Cherwell

Bexistentialism HT15 Week 3

Friday approaches, and I get out of here. I pack my rucksack, cramming in, amongst other things, a towel, a sheet, and a wine bottle filled with what a Sharpie labels as ‘Bex Mix’. I actually bother to lock my door, and turn my fairy-lights off. (My Anti-Everything housemate describes them as making it “look like you’re in an indie film”. Which apparently is the worst thing that could happen to anyone, ever.)

I say my farewells. I will be back within 24 hours, but leaving Oxford for any time at all is like slipping through a wardrobe into Narnia. And so later I find myself settled in London, at a house party. The sheet and bottle are emptied from my bag.

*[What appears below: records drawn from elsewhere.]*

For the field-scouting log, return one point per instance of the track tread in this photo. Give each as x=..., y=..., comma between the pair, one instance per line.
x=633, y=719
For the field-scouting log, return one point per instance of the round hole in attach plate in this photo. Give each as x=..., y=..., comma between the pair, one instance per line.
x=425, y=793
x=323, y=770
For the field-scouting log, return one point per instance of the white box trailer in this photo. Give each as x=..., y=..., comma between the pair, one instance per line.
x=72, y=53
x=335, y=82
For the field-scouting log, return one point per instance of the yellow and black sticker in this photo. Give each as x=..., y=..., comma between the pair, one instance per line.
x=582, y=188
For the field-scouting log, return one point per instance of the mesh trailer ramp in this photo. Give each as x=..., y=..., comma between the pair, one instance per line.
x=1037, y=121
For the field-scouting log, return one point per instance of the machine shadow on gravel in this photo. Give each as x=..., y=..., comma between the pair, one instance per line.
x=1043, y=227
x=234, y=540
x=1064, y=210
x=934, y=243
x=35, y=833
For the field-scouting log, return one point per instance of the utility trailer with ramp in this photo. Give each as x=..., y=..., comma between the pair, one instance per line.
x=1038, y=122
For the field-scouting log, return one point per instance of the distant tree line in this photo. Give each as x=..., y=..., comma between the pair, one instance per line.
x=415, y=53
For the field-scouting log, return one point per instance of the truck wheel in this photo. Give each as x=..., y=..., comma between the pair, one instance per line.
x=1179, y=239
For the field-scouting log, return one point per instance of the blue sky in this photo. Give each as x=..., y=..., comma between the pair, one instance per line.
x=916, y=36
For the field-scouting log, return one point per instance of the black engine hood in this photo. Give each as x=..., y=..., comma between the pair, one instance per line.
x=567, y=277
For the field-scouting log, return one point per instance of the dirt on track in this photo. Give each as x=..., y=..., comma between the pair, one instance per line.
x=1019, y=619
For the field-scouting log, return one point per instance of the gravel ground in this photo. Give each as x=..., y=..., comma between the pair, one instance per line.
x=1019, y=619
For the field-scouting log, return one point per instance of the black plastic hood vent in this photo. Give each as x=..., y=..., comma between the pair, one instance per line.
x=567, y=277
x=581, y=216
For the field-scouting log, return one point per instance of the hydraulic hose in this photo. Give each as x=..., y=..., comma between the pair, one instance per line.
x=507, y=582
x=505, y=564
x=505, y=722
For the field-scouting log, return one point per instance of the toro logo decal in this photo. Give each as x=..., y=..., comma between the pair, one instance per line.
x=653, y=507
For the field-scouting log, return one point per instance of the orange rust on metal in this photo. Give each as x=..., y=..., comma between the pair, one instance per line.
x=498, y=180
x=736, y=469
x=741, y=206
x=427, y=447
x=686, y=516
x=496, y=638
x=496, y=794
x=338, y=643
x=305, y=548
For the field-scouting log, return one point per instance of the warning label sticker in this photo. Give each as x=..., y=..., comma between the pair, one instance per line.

A few Oxonians have joined me, and we nonchalantly toga up. My previously prepared mix seems to have begun to separate. But the first rule of Bex Mix is that one does not question. And so I sip on. The house is filled with Oxford graduates. The Merton stereotype, I learn, is not a new thing. I do very little to help this as the house welcomes more guests, and the air fills with the dust of illegality.

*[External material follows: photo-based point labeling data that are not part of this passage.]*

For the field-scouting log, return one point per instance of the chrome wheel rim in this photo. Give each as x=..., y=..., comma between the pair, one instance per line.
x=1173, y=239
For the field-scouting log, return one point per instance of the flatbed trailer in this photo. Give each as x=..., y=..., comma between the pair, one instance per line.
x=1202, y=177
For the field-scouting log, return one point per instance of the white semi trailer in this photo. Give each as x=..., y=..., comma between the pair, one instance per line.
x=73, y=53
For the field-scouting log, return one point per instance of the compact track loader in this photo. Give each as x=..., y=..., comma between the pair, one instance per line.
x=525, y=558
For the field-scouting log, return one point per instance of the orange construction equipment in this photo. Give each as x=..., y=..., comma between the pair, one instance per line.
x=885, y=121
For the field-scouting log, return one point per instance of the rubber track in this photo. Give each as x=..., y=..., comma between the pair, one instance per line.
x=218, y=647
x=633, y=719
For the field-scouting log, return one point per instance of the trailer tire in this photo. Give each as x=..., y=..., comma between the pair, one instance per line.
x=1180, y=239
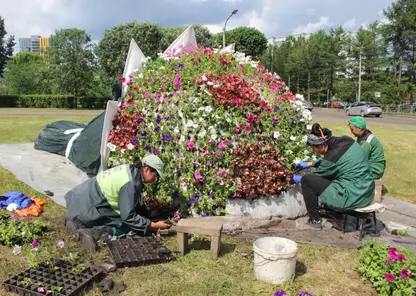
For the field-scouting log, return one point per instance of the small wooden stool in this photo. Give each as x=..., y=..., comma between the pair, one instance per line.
x=201, y=226
x=379, y=189
x=362, y=215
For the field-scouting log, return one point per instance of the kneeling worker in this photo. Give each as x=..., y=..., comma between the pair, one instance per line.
x=370, y=144
x=111, y=204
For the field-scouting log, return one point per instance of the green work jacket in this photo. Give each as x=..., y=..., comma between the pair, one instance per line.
x=347, y=167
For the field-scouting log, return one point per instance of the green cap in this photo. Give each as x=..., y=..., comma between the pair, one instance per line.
x=154, y=162
x=358, y=121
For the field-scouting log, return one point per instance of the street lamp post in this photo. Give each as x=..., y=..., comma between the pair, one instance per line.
x=225, y=25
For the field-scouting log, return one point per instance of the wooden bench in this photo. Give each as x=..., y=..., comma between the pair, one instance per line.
x=362, y=215
x=201, y=226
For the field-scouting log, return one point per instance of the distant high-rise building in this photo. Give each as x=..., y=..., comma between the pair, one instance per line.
x=34, y=43
x=44, y=43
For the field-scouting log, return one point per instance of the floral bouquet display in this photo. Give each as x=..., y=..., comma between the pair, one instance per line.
x=223, y=126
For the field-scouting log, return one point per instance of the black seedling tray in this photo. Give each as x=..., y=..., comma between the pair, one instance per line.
x=138, y=251
x=46, y=277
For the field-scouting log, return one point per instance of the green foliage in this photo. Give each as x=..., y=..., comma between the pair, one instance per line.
x=9, y=101
x=72, y=61
x=250, y=41
x=26, y=74
x=6, y=47
x=389, y=270
x=113, y=48
x=16, y=232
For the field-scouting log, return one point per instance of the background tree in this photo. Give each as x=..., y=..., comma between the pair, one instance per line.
x=400, y=37
x=72, y=61
x=248, y=40
x=26, y=73
x=113, y=48
x=6, y=47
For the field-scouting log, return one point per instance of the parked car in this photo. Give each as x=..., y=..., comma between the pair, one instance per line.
x=308, y=105
x=363, y=109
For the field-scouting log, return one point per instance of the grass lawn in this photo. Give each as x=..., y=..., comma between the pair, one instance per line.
x=320, y=271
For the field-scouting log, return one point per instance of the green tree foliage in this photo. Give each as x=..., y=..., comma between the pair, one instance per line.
x=26, y=73
x=113, y=48
x=202, y=34
x=6, y=47
x=72, y=61
x=400, y=35
x=248, y=40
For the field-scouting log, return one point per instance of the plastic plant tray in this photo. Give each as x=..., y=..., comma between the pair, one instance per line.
x=49, y=278
x=138, y=251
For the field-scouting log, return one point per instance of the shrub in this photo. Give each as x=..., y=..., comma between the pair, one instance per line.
x=390, y=270
x=197, y=110
x=9, y=101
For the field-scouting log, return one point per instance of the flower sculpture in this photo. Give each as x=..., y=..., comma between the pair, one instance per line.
x=224, y=127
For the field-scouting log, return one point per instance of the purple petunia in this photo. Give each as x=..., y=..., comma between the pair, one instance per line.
x=166, y=138
x=192, y=200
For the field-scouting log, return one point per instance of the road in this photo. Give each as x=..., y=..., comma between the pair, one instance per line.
x=337, y=115
x=318, y=114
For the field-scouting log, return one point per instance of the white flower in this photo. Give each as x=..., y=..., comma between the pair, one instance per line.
x=112, y=147
x=17, y=250
x=276, y=134
x=202, y=133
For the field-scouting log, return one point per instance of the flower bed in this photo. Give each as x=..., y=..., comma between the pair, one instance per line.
x=389, y=270
x=224, y=127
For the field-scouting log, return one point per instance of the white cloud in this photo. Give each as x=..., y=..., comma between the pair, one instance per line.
x=323, y=23
x=350, y=24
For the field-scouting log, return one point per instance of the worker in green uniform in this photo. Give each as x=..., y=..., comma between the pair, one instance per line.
x=371, y=145
x=111, y=203
x=342, y=179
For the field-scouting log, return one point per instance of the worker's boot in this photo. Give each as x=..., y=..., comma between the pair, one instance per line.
x=89, y=237
x=72, y=227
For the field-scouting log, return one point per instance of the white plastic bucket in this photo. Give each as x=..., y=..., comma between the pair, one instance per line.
x=274, y=259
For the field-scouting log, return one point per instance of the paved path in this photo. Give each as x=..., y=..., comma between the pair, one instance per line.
x=337, y=115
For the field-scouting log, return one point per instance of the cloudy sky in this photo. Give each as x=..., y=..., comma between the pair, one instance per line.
x=274, y=17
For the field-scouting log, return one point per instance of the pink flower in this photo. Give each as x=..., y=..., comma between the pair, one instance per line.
x=393, y=252
x=60, y=244
x=197, y=175
x=34, y=244
x=223, y=144
x=190, y=144
x=401, y=258
x=390, y=277
x=405, y=273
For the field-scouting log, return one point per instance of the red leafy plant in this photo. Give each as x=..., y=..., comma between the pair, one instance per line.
x=259, y=170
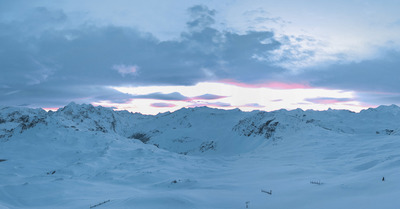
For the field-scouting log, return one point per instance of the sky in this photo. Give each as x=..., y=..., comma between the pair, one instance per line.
x=158, y=56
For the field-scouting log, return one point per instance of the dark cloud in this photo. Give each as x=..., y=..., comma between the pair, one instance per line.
x=209, y=97
x=175, y=96
x=328, y=100
x=255, y=105
x=162, y=105
x=44, y=62
x=375, y=81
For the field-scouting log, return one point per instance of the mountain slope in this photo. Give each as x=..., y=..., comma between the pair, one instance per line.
x=81, y=156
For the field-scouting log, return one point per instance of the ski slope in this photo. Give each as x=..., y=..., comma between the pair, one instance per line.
x=83, y=156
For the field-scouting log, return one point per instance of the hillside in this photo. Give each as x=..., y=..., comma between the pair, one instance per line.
x=82, y=156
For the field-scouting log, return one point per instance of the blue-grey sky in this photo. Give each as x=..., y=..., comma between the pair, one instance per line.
x=55, y=52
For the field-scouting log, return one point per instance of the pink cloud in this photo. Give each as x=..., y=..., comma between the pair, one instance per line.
x=214, y=104
x=126, y=69
x=328, y=100
x=208, y=97
x=162, y=105
x=273, y=85
x=50, y=109
x=255, y=105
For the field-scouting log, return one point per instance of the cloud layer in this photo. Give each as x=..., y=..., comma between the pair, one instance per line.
x=47, y=60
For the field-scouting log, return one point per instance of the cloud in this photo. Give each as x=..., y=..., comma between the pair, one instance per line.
x=44, y=55
x=45, y=60
x=328, y=100
x=162, y=105
x=272, y=85
x=126, y=69
x=175, y=96
x=374, y=81
x=208, y=97
x=211, y=104
x=255, y=105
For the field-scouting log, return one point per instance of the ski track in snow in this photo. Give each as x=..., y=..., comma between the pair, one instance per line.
x=83, y=156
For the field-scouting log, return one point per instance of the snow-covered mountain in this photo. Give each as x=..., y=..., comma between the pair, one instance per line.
x=83, y=156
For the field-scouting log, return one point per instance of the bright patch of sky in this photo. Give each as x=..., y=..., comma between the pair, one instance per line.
x=164, y=55
x=234, y=96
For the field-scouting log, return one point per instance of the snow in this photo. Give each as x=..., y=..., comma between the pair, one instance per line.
x=81, y=156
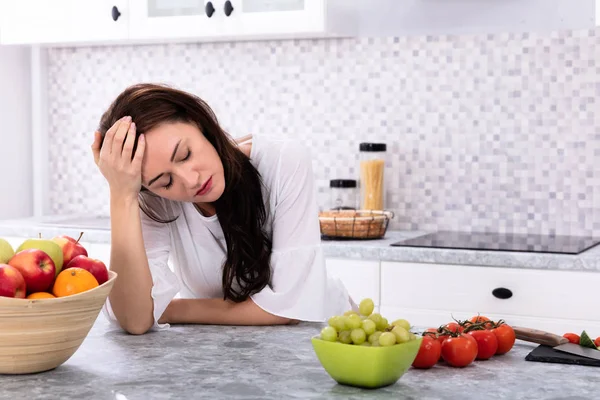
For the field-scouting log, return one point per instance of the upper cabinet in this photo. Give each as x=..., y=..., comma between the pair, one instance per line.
x=79, y=22
x=202, y=20
x=63, y=21
x=98, y=22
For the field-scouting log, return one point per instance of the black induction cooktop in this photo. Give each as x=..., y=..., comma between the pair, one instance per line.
x=502, y=242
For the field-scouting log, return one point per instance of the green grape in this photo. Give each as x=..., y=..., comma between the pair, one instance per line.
x=403, y=323
x=374, y=337
x=358, y=336
x=329, y=334
x=338, y=322
x=353, y=321
x=369, y=326
x=375, y=317
x=382, y=324
x=366, y=307
x=401, y=334
x=387, y=339
x=344, y=337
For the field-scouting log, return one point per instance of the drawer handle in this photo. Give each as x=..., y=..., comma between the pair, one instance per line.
x=209, y=9
x=115, y=13
x=228, y=8
x=502, y=293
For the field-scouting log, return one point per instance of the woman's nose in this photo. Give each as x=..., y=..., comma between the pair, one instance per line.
x=191, y=179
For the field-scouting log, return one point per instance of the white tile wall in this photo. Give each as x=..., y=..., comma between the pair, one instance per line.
x=485, y=133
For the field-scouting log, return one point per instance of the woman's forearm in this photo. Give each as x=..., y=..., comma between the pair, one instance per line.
x=130, y=297
x=219, y=312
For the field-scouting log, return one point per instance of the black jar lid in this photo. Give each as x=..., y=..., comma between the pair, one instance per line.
x=373, y=147
x=342, y=183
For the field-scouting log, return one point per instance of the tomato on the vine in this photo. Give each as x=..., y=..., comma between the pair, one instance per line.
x=506, y=337
x=479, y=318
x=573, y=337
x=429, y=352
x=459, y=351
x=487, y=343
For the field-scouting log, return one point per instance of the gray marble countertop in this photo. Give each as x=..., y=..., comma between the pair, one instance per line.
x=97, y=230
x=222, y=362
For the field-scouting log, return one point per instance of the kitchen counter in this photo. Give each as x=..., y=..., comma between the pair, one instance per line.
x=219, y=362
x=97, y=230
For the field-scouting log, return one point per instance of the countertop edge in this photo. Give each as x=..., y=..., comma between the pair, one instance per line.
x=373, y=250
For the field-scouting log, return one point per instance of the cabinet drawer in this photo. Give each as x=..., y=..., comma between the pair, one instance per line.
x=456, y=288
x=360, y=277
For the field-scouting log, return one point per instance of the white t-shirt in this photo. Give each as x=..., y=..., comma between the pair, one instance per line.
x=300, y=286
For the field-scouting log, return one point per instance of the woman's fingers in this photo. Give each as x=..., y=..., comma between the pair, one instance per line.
x=139, y=154
x=108, y=138
x=119, y=138
x=129, y=142
x=96, y=146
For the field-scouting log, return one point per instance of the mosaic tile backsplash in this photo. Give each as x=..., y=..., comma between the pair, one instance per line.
x=485, y=133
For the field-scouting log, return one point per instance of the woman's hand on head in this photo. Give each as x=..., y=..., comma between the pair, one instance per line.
x=113, y=156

A stranger splutters as I reject his offerings, and demands why on earth not. Now I must begin my regular explanation. “I actually do this thing where I, like, want to see if I can never smoke a cigarette in my life. Or, um, do drugs.” Bemused faces surround me as I mutter about not wanting to prefer another reality/the classic family-cancer-tales. White sheets blur as the crowd stampedes away from crazy-girl-who-doesn’t-take-drugs-or- smoke. That is, apart from one. One sheet clad stranger.

He takes a long drag on his cigarette, and nods his head. “Fair enough.” Huh. As I meet the more inviting glare of this stranger’s eyes, I hear a cry. Great. I reluctantly break off the tension that I probably created in my delusional head anyway, and search for the source of the noise. Because, oh yes, I recognise the sound. Sure enough, dilated pupils of clumsy-Oxonian-friend look up at me from the bottom of the stairs. “I don’t think I can walk.”

I help her to bed to dream of the A&E trip that awaits us. When I return downstairs my friend has outrageously decided to begin cavorting with her boyfriend.

I guess there’s nothing left but to seek the eyes I left earlier. I look at the sea of sheets before me. This may take a while.